Complete the program search.py
This program generates a random list of numbers
It then prompts the user for a number, and then searches through the numbers to see if the user’s selection is present

Binary Search

A key algorithmic question is: can we do better? In some cases, we can’t (and we can prove this!). In the case of linear search, we cannot do better in the general case. However, if all items in the collection are in sorted order, we can perform a faster algorithm known as binary search.

Binary search works using divide and conquer approach. Each step of the algorithm divides the number of items to search in half until it finds the value or has no items left to search. Here is some pseudocode for the algorithm:

set low = lowest-possible index
set high = highest possible index
LOOP:
    calculate middle index = (low + high) // 2
    if item is at middle index,
        we're done (found it! return matching index)
    elif item is < middle item,
        set high to middle - 1
    elif item is > middle item,
        set low to middle + 1
if low is ever greater than high,
    item not here (done, return -1)

How and why does this algorithm work?
Why does it require the list to be in order before we begin?
Why is this faster than linear search?
How much faster will it be?

Binary search worksheet

To help illustrate the behavior of binary search, print out the binary search worksheet which will let you trace the algorithm through four examples.

Comparing Linear and Binary Search

Our intuition tells us that binary search is faster than linear search, but how much faster and how can we talk about relative speed of two algorithms? Consider a list of size \$n\$. How many steps does each algorithm take to find an item in the list in the worst-case? How does this change as the size of the list grows? In the case of linear search, we have to look at potentially every item in the list once to determine that our search query is not in the list.

In the case of binary search, each time we look at one item in the list, we gain information about where our query might be located in the list. In one step of binary search, we can eliminate half of the remaining items from consideration. This savings adds up quickly as the size of the list grows.

List size	Max steps	Max steps
	Linear	Binary
\$1=2^0\$	1	1
\$2=2^1\$	2	2
\$4=2^2\$	4	3
\$8=2^3\$	8	4
\$16=2^4\$	16	5
\$32=2^5\$	32	6
\$64=2^6\$	64	7
\$128=2^7\$	128	8
\$1024=2^{10}\$	1024	11
\$2^{20}\$	about 1 million	21
\$2^{30}\$	about 1 billion	31
\$n\$	\$n\$	\$log_2(n)+1\$

We say that linear search scales linearly with the size of the list. If we double the size of the list, we expect the total run time for a search to roughly double.

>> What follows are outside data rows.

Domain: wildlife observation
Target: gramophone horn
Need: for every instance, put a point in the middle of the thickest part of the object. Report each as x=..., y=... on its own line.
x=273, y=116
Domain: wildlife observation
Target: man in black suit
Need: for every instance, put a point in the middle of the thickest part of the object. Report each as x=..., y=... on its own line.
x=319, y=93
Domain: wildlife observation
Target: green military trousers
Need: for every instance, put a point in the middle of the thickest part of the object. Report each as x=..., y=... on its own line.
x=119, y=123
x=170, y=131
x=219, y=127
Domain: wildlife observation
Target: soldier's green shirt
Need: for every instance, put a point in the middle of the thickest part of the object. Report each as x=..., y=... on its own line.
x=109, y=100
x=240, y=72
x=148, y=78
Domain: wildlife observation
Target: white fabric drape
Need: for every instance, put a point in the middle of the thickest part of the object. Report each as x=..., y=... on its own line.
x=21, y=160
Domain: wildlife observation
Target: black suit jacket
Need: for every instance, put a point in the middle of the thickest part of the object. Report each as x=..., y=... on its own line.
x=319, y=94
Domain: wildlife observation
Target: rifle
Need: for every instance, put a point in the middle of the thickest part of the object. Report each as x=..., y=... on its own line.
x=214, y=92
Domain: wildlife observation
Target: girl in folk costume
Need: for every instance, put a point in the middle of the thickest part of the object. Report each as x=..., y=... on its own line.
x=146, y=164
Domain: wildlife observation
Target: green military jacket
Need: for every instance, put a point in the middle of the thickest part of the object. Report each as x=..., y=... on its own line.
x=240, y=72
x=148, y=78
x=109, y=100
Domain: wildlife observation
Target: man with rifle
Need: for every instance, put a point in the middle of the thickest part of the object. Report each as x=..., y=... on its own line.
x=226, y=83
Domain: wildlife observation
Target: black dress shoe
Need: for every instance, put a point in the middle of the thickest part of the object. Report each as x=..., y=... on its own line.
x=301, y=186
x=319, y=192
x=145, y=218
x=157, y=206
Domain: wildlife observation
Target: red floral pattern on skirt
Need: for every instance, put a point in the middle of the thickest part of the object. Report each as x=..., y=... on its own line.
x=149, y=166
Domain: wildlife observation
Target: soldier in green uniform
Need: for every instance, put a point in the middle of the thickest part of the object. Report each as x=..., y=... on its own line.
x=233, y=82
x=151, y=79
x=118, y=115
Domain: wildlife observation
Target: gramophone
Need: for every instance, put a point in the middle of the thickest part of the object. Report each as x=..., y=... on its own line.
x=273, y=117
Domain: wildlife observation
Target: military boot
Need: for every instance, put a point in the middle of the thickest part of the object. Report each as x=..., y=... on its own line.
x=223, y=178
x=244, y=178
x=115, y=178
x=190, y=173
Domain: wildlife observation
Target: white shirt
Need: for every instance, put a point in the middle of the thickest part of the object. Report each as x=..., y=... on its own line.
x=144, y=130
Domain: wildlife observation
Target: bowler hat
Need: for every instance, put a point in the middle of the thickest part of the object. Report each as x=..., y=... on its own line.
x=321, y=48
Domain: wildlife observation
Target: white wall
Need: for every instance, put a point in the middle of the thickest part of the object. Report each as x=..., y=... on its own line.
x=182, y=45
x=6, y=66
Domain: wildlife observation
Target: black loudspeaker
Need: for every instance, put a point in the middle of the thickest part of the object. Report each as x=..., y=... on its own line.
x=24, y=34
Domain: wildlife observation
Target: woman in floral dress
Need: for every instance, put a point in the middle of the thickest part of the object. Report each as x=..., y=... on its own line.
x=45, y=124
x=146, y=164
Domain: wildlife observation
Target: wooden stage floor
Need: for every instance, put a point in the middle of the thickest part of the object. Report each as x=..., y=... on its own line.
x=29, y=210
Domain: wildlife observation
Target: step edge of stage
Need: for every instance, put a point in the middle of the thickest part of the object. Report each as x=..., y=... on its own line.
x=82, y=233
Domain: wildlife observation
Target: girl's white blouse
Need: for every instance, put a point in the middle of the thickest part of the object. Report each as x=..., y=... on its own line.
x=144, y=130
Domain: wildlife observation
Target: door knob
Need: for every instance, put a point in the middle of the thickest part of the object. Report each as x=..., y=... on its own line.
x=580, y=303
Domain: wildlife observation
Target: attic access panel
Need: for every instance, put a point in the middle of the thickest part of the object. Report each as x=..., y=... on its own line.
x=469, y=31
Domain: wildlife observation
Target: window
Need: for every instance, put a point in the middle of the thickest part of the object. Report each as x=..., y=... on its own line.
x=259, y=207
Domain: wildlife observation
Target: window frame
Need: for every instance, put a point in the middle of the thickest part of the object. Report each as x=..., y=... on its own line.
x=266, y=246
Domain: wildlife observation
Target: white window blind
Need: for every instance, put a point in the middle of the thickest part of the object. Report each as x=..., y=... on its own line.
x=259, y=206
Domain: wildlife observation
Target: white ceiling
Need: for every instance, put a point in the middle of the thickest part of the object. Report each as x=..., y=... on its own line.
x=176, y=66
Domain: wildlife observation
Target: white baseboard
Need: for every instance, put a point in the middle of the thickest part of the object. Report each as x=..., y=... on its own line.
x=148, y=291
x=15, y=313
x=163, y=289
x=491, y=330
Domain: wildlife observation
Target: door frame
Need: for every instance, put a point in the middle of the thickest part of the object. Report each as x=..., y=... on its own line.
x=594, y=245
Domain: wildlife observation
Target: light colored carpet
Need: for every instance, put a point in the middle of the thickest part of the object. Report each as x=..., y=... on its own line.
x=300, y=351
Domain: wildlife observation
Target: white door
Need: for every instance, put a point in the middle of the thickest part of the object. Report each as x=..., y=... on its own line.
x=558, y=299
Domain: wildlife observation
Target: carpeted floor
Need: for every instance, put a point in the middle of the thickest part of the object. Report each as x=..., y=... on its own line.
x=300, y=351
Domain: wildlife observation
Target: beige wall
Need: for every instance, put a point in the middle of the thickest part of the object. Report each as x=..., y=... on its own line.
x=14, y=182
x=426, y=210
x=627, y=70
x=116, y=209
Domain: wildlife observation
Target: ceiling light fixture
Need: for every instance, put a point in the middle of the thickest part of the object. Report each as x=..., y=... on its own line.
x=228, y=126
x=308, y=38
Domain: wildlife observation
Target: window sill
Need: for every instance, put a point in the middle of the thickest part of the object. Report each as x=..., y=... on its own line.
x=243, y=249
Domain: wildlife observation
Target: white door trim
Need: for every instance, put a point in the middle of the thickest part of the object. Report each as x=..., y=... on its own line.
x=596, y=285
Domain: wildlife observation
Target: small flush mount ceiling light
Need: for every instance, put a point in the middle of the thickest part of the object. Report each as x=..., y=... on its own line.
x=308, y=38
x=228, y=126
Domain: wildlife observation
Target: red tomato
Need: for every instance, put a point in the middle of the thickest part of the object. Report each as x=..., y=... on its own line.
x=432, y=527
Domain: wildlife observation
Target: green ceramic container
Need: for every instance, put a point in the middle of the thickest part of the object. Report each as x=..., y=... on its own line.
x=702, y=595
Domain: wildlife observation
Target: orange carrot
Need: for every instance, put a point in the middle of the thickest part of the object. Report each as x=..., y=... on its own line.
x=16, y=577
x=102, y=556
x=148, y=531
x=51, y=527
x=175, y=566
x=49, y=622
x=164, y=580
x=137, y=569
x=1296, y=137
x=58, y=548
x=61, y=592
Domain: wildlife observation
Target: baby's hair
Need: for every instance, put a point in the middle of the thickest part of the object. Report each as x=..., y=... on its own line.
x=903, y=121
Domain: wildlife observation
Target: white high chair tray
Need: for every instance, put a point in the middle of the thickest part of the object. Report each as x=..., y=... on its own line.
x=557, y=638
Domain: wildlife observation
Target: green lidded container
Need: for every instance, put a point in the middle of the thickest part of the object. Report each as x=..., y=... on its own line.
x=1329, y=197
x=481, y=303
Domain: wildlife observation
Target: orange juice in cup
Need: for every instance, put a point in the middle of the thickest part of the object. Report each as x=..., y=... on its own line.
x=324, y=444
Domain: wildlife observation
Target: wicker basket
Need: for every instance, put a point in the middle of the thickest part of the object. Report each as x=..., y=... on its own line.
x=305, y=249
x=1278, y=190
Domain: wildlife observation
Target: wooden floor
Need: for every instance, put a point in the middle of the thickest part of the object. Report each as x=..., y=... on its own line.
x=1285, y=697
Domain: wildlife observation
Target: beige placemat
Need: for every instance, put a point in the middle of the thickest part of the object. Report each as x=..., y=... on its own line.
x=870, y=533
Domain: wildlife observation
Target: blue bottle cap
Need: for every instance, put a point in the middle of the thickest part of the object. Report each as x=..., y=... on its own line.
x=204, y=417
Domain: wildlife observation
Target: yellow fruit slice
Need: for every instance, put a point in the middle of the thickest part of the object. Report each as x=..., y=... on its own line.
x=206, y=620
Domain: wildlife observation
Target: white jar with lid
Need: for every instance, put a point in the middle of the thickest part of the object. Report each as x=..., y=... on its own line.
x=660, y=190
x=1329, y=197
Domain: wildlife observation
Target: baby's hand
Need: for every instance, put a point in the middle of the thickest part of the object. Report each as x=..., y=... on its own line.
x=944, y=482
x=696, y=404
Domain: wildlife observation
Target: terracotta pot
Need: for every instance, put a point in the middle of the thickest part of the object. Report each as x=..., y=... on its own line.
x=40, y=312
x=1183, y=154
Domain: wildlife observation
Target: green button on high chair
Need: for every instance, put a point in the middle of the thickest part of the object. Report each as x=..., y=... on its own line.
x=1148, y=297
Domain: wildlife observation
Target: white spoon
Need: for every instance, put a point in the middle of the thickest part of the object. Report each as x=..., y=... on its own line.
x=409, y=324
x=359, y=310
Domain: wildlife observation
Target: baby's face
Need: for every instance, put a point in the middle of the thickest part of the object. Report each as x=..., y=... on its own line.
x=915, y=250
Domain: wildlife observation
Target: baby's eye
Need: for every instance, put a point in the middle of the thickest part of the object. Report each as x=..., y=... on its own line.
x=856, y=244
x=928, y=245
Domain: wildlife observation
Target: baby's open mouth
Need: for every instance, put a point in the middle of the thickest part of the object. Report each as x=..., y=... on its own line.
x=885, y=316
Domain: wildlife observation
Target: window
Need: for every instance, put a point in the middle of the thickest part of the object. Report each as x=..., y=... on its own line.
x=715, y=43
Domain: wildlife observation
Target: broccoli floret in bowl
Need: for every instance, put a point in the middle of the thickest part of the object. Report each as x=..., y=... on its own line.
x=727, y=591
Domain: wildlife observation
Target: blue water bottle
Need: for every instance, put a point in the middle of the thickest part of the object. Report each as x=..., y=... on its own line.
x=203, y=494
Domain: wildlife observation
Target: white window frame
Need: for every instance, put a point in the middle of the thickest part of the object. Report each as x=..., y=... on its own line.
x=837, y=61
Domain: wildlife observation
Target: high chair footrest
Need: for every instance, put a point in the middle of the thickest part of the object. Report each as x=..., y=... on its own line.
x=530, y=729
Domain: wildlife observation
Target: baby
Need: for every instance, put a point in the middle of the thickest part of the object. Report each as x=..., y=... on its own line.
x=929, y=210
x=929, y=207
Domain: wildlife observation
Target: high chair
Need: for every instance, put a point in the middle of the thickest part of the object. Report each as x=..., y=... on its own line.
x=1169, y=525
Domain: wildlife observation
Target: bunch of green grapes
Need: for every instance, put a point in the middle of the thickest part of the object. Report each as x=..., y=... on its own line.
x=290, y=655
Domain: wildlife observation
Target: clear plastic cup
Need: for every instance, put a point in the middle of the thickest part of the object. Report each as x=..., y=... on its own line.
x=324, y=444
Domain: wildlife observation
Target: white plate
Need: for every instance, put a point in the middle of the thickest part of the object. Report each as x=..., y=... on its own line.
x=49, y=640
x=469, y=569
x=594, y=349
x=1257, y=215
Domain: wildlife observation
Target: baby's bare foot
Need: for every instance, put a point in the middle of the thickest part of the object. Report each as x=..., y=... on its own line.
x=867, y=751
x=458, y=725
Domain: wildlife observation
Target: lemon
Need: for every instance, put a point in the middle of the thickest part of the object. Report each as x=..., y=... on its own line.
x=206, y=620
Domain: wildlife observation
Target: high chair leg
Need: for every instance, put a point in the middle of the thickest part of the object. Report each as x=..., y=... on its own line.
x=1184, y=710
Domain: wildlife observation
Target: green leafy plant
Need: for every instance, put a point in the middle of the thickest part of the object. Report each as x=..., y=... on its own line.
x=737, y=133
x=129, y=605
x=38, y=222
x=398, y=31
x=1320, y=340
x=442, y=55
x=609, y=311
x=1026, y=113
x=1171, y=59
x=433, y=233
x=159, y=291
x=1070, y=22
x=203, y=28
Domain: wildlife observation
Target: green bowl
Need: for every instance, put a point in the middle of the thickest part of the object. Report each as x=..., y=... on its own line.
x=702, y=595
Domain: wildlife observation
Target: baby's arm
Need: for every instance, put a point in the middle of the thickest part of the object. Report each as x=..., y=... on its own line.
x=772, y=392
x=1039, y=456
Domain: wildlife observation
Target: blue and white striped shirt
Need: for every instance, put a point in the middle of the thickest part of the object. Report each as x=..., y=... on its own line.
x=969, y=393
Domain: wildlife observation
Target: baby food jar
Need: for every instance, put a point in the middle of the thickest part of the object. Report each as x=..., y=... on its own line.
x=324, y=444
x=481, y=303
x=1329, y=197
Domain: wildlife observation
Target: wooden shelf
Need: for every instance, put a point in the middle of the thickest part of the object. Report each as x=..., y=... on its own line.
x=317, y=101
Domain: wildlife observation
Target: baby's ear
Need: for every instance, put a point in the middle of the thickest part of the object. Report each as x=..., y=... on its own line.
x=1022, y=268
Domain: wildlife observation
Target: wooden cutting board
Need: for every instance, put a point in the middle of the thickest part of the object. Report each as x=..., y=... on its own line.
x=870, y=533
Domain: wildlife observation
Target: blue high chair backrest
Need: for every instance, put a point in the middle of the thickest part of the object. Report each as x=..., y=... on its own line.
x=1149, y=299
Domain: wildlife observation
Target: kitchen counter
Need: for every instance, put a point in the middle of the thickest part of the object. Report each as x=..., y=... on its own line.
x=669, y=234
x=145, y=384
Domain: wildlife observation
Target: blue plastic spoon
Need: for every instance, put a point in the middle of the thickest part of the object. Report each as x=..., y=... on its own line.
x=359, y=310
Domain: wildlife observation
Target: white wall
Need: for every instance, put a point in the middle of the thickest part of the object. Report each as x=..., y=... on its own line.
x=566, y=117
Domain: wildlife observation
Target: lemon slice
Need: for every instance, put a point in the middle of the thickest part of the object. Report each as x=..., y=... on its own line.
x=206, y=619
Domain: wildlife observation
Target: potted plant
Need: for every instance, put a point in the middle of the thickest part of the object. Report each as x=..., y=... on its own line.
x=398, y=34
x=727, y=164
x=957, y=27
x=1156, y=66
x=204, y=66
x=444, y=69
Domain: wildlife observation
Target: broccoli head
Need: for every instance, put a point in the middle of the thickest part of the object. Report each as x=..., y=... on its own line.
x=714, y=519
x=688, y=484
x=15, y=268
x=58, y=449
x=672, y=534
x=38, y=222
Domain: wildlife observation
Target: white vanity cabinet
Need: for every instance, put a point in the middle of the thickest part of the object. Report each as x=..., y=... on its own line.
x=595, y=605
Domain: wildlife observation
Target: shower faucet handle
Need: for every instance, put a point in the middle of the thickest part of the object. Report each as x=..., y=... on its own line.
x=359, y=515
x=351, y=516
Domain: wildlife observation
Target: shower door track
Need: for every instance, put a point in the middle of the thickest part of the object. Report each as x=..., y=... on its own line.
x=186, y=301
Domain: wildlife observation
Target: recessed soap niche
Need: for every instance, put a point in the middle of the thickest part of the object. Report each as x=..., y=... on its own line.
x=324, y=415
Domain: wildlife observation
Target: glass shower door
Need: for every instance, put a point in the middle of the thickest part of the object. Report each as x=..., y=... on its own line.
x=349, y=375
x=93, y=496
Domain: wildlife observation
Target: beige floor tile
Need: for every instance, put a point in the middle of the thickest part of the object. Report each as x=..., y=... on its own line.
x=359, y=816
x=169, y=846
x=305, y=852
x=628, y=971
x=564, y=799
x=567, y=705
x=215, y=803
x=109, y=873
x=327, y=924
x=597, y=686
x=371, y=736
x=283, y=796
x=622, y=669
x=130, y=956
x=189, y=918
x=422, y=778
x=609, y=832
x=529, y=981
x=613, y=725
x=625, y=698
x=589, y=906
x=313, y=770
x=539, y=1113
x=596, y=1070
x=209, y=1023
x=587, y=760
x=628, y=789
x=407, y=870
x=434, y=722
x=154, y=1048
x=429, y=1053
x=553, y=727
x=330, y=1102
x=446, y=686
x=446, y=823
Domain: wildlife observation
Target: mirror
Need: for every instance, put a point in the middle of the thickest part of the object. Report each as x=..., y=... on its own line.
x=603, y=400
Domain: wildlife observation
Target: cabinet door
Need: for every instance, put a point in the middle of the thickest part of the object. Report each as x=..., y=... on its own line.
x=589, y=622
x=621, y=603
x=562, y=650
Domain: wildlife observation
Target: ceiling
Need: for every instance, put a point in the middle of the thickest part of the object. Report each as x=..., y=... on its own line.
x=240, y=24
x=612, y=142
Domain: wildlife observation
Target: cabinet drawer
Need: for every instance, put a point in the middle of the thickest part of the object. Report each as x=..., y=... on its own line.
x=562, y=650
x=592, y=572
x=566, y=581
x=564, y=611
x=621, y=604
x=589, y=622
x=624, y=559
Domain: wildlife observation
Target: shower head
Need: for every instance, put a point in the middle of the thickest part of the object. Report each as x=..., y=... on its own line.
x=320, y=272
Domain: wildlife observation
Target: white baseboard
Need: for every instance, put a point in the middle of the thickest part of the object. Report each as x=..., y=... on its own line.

Binary search scales logarithmically with the size of the list. If we double the size of the list, we expect the total run time for a search to increase by just a small amount. Even for very large lists containing over 1 billion elements, binary search is very fast.

For binary search to work correctly, the list must be sorted. This is a key difference between linear and binary search. Linear search works on any list, but binary search only works on lists sorted by the query type.

How long does it take to sort a list? Is this faster or slower than searching? Do we have to sort the list every time we want to search it? What kind of search (linear or binary) do you think python uses when you call ls.index(x)?

(Time permitting) Update search.py with a binary search function. Hint: What needs to happen do the data first before you can binary search it?